Our results allow us to address the question of which form of regularization best implements an intuitive notion of smoothing. There is, of course, no authoritative answer to this question. Any of the four cases we have considered, and many others besides, implements reasonable forms of smoothing; any one of them might arguably be best for a specific problem. Yet simpler is often better. We put forward first-derivative regularization as an extremely simple and effective choice, with few drawbacks. The corresponding smoothing kernel has the key attributes of unit area and no side-lobes. The scale length of the smoothing depends on a single parameter, ɛ. Its only drawback is that it possesses a cusp at the origin, which implies that it suppresses higher wavenumbers relatively slowly, as k −2. Its autocorrelation, on the other hand, has a simple maximum (without a cusp) at the origin, indicating that it widens the auto-covariance of the observations in a well-behaved fashion.

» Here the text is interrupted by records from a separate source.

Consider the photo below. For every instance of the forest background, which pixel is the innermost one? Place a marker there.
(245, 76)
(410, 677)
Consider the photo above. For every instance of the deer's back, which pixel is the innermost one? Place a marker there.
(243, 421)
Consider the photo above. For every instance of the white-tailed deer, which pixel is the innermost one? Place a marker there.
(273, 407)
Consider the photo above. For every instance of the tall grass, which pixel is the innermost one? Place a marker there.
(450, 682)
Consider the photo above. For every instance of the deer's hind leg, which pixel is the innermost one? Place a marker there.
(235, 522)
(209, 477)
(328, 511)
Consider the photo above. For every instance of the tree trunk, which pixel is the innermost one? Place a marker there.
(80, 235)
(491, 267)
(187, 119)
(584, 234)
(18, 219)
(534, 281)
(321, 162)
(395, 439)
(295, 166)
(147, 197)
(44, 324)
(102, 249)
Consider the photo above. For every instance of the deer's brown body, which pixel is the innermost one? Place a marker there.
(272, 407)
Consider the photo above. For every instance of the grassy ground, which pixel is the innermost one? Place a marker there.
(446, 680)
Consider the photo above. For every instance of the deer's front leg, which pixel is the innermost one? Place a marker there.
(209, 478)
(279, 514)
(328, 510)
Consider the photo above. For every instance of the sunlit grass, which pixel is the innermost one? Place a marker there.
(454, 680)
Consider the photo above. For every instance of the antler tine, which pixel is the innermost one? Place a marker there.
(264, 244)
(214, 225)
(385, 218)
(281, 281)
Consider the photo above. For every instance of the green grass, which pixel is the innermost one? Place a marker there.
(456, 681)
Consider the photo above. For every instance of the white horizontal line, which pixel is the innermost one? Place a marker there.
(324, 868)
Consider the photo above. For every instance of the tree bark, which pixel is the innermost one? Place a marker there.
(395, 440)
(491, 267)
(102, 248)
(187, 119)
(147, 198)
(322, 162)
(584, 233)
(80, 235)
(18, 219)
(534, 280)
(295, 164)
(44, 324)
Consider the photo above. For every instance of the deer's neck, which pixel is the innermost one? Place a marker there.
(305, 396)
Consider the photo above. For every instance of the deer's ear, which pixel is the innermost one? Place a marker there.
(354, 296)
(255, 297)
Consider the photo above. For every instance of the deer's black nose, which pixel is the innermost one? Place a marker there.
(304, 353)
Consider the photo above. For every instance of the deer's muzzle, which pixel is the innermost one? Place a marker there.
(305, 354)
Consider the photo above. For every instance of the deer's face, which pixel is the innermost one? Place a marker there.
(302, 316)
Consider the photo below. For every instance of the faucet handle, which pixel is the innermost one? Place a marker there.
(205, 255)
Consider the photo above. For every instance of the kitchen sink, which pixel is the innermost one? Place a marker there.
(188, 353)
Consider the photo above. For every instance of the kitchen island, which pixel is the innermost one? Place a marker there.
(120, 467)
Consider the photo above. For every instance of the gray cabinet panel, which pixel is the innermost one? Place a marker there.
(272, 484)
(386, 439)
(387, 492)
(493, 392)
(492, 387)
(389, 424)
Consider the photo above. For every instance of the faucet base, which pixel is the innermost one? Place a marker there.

Furthermore, first-derivative regularization has a straightforward generalization to higher dimensions. One merely writes a separate first-derivative equation for each independent variable (say, \(x, y, z\)):

$${\mathcal{L}}_{\text{A}} m = \varepsilon \frac{\partial }{\partial x}m = 0\quad {\text{and}}\quad {\mathcal{L}}_{\text{B}} m = \varepsilon \frac{\partial }{\partial y}m = 0\quad {\text{and}}\quad {\mathcal{L}}_{\text{C}} m = \varepsilon \frac{\partial }{\partial z}m = 0.$$
(39)

The least-squares minimization will suppress the sum of squared errors of these equations, which is to say, the Euclidean length of the gradient vector ∇m. According to Eq. (12), the smoothing kernel satisfies the screened Poisson equation,

$$\left( {\nabla^{2} - \varepsilon^{ - 2} } \right) a\left( {\mathbf{x}} \right) = - \varepsilon^{ - 2} \delta ({\mathbf{x}}),$$
(40)

which has two- and three-dimensional solutions (Wikipedia 2014),

$$a_{{2{\text{D}}}} \left( {\mathbf{x}} \right) = \frac{{\varepsilon^{ - 2} }}{2\pi }{{K}}_{0} \left( {\varepsilon^{ - 1} r} \right)\quad {\text{and}}\quad a_{{3{\text{D}}}} \left( {\mathbf{x}} \right) = \frac{{\varepsilon^{ - 2} }}{4\pi r}{ \exp }\left( { - \varepsilon^{ - 1} r} \right)\quad {\text{with}}\quad r = \left| {\mathbf{x}} \right|.$$
(41)

Here, K 0 is the modified Bessel function. Both of these multidimensional smoothing kernels, like the 1D version examined in Case 1, have unit area and no side-lobes, indicating that first-derivative regularization will be effective when applied to these higher-dimensional problems.